Двое солдат тащили за руки вдоль улицы чеченца, молодого, жилистого, в разодранной до живота рубахе. Поперек черной, поросшей курчавым волосом груди бордовым разворотом дымился штыковой разрез, под ним все заляпано кровью. Молодой рвался из конвоирских рук, солдат дергало от бешеных рывков. Парень изловчился, харкнул старшему в лицо. Конвоир, вызверясь, зарычал, вывернулся, ударил чеченца ногой в пах. Отскочил.
Молодой, сломавшись пополам, оседал на снег. Солдат сорвал винтовку с плеча, истошно матерясь, передернул затвор. Ткнул стволом в согнутую фигуру. Винтовка дернулась, из ствола плеснуло едва видимое пламя, обуглив рубашечный сатин.
Трое окружили однорукого в распахнутом бешмете, не решая коснуться: на защитной гимнастерке под бешметом со стороны культи кровянисто поблескивали эмалью ордена, слева золотисто колыхалась гроздь медалей.
Апти всмотрелся, узнал: Абу Ушахов. Председатель стоял на своей земле, расставив ноги. На землисто-сером, бескровном лице полыхали глаза. Смотрел в упор на малую фигуру, вросшую в снег на обочине. Фигура торчала на белизне черным квадратом: вросла широкоплечей буркой в снег. Над буркой – серая каракулевая генеральская папаха с красным верхом. Генерал наблюдал сумасшедший людской муравейник. Ронял жесткие, сквозь зубной оскал, приказы подбегавшим.
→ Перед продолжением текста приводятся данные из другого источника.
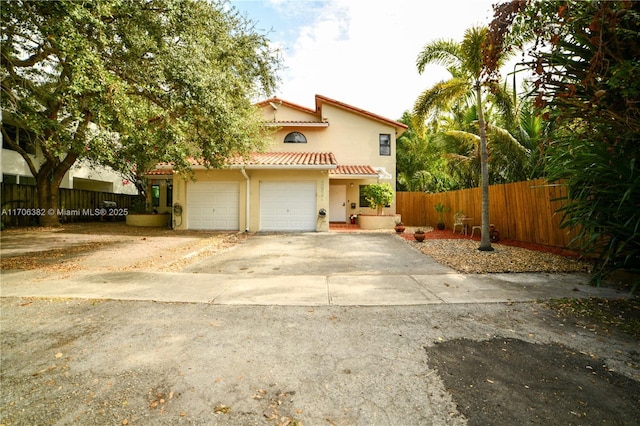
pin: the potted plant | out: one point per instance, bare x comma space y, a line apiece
440, 209
379, 195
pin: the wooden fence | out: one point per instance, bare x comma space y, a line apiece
20, 204
523, 211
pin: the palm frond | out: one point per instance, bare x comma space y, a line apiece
440, 96
471, 49
441, 52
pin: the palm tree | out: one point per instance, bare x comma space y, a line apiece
464, 62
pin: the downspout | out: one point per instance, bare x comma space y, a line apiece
248, 194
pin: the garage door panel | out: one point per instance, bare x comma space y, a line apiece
213, 205
288, 206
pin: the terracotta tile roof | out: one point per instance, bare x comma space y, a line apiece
324, 160
326, 100
160, 172
279, 101
323, 99
299, 123
288, 159
353, 170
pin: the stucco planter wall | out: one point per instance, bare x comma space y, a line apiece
147, 219
378, 222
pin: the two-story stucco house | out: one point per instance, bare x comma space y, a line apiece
312, 174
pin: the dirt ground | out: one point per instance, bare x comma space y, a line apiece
116, 362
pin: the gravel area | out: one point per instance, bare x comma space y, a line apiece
464, 256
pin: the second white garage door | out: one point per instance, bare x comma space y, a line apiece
288, 206
213, 205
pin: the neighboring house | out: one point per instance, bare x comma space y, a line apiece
312, 174
13, 168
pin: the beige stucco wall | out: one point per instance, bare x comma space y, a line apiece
351, 137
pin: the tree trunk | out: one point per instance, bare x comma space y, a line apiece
485, 240
48, 182
48, 201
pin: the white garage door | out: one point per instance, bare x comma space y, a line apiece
288, 206
213, 205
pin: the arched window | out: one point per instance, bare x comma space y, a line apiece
295, 137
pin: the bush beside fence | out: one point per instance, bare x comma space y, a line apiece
523, 211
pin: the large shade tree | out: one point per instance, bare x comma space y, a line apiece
130, 83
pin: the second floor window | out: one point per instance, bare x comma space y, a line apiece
295, 137
385, 144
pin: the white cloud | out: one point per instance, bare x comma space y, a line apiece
364, 52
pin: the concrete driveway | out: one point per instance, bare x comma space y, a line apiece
321, 254
303, 269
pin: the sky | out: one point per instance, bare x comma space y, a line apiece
360, 52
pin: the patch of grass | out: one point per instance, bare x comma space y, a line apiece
622, 314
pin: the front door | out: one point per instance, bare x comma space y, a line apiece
337, 203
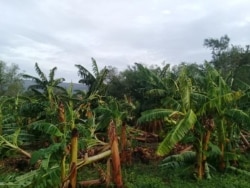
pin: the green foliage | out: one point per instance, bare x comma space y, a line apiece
47, 128
177, 133
178, 160
44, 154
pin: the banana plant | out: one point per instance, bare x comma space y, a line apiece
45, 88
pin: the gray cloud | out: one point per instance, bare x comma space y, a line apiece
118, 33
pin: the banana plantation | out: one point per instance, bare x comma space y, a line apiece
160, 126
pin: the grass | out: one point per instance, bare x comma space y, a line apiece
150, 175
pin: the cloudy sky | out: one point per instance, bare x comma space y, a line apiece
116, 33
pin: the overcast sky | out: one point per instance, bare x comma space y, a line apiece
118, 33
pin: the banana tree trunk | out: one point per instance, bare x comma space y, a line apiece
74, 151
123, 143
116, 165
199, 159
221, 139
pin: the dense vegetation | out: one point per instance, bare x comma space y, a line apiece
143, 127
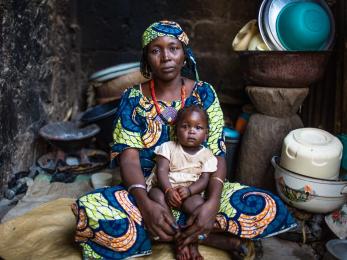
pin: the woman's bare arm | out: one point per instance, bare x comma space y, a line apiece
157, 219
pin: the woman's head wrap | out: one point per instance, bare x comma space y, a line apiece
170, 29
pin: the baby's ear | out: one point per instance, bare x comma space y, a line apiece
206, 135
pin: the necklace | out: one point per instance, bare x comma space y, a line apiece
169, 114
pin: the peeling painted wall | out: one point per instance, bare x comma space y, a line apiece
39, 76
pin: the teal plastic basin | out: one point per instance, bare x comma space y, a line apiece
303, 26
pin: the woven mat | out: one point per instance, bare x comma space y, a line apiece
47, 232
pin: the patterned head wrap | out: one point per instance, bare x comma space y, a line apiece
170, 29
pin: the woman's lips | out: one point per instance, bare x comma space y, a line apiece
168, 69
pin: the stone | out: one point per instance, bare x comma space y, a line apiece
277, 102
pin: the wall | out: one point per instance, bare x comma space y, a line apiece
39, 76
112, 29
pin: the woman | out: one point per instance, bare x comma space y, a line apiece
119, 222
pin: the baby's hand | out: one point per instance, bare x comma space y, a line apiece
173, 198
184, 192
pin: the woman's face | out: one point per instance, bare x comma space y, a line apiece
192, 129
165, 57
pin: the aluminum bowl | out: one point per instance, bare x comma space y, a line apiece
267, 20
283, 68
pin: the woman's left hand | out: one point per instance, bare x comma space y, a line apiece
199, 223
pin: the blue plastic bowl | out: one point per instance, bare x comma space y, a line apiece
303, 26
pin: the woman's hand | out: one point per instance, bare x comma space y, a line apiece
173, 198
199, 223
158, 221
184, 192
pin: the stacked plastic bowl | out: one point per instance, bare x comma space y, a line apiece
296, 25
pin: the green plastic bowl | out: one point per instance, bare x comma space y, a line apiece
303, 26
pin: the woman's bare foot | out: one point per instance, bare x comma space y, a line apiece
194, 252
234, 245
183, 253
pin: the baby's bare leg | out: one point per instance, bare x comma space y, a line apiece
189, 206
191, 203
158, 196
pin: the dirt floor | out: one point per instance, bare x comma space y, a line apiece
42, 191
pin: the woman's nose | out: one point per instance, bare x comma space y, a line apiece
191, 130
165, 55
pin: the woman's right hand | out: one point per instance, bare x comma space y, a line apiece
158, 220
173, 198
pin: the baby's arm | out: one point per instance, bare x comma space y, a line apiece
171, 195
196, 188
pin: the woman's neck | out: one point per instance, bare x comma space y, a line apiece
168, 90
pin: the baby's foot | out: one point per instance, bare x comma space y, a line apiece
194, 252
183, 253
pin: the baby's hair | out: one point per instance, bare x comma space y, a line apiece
191, 108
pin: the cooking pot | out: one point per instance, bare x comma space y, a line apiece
312, 152
309, 194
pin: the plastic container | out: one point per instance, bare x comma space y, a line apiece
101, 179
343, 139
303, 26
312, 152
232, 138
103, 116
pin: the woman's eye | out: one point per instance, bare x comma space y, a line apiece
174, 48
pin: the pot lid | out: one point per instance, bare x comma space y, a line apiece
312, 136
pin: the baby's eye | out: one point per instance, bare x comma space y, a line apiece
155, 51
174, 48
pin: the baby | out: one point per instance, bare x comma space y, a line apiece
183, 169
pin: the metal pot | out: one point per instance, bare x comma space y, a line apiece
283, 68
309, 194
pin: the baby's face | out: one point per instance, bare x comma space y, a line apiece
192, 129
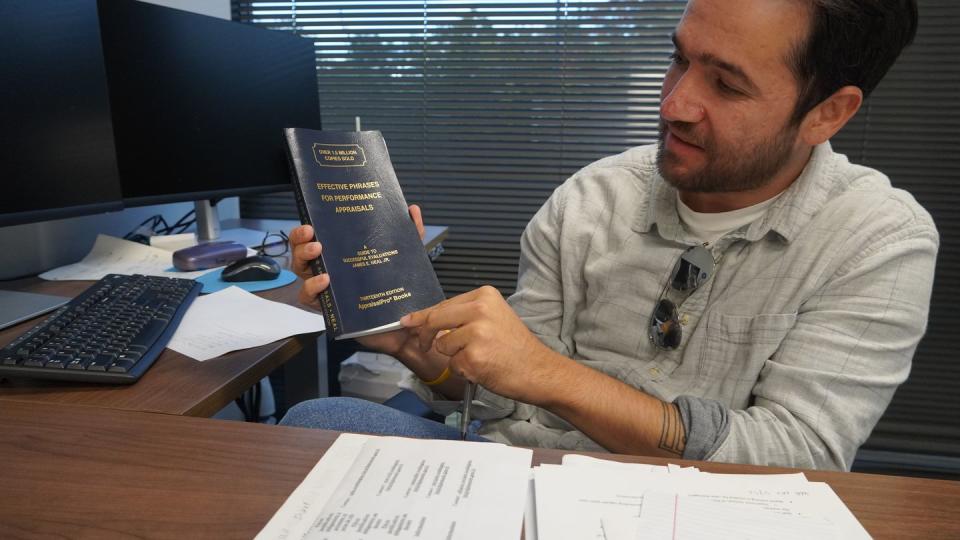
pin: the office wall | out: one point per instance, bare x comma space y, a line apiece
29, 249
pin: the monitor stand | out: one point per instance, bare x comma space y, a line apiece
16, 307
208, 220
209, 229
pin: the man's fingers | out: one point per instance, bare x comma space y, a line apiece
440, 321
313, 287
302, 255
300, 234
417, 218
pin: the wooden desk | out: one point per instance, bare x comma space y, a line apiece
103, 473
175, 384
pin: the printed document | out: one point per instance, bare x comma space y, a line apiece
368, 487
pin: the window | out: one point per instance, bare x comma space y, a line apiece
486, 106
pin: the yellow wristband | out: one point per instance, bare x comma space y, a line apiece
439, 380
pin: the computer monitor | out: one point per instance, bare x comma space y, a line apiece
199, 103
57, 157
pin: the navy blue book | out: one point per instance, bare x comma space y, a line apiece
379, 270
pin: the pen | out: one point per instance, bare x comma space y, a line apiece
468, 392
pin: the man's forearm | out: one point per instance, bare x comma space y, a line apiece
617, 416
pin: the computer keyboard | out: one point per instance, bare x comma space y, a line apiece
111, 333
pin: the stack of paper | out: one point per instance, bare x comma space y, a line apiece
385, 487
587, 498
111, 255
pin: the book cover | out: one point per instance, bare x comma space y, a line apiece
347, 190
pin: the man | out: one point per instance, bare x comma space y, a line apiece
737, 292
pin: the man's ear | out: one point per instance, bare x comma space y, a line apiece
826, 119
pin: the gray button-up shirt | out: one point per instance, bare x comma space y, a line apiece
791, 351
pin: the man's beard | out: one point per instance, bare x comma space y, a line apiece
727, 170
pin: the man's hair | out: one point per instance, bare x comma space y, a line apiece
850, 42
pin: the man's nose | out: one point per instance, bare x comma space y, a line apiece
681, 103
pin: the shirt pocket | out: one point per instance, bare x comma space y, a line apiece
736, 349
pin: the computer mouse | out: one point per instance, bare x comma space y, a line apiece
254, 268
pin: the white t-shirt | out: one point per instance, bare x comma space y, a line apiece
710, 227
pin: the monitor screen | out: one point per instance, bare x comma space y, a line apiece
57, 156
199, 103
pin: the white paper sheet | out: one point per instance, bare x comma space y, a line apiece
111, 255
234, 319
747, 513
590, 498
408, 488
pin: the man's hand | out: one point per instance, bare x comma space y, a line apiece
487, 342
305, 249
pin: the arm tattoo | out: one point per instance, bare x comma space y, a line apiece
673, 437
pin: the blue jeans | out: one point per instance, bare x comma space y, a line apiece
360, 416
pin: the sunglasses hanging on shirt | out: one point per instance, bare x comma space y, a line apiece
694, 267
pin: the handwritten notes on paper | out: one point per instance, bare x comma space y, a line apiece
369, 487
589, 498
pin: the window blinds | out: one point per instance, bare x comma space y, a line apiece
488, 105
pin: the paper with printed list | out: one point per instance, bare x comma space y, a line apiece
368, 487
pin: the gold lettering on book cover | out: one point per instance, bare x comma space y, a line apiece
368, 301
370, 257
339, 155
367, 193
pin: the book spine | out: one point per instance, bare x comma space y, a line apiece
327, 302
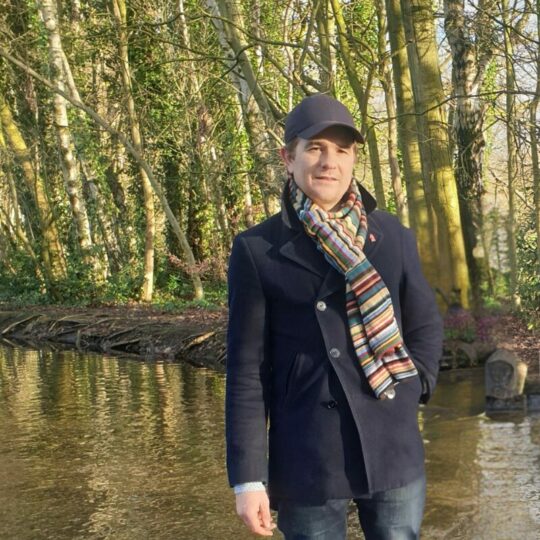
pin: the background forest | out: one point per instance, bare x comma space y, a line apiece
137, 138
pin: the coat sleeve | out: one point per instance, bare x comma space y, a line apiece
248, 372
421, 321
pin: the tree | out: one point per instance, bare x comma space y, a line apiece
437, 166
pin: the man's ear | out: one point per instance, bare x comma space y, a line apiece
286, 158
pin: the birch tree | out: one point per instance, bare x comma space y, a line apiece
437, 166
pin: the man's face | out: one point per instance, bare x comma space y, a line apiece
323, 166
Наткнувшись взглядом на однорукого с орденами, оцепенел и замер. Они смотрели друг на друга – каратель и приговоренный, смотрели неотрывно, не в состоянии расцепить взгляды. И красноверхий стал белеть лицом. Они молчали. Но их разговор раскатисто грохотал над Кавказским хребтом – от Хазарского моря до Черного.
– За что? – спросил однорукий.
– Приказ! Ты солдат, должен понять, – отчаянно оправдался генерал. – Меня сломали там, в кабинете, я трижды сдох, а воскрес дважды… Теперь торчу здесь мертвый, от меня смердит, как от крысы на помойке.
– Так и будешь жить мертвым? – грозно и брезгливо спросил Абу-председатель.
– Прости, солдат. Не я один, мы все…
– Врешь! Не все. Я видел других. Твой офицер зашел в саклю с солдатами. Там рожала молодая. Солдаты схватили ее, потащили к двери. Ребенок выпал из матери у порога. Солдат штыком отрезал пуповину. Ребенок остался в сакле, мать унесли. Офицер снял шинель, завернул ребенка. Потом выстрелил себе в рот. Они теперь лежат в сакле, на красном полу. А ты стоишь на белом, живой. Ты живой! Если ты мужчина, стань настоящим мертвым! Ты живой, хотя и смердишь, как крыса на помойке!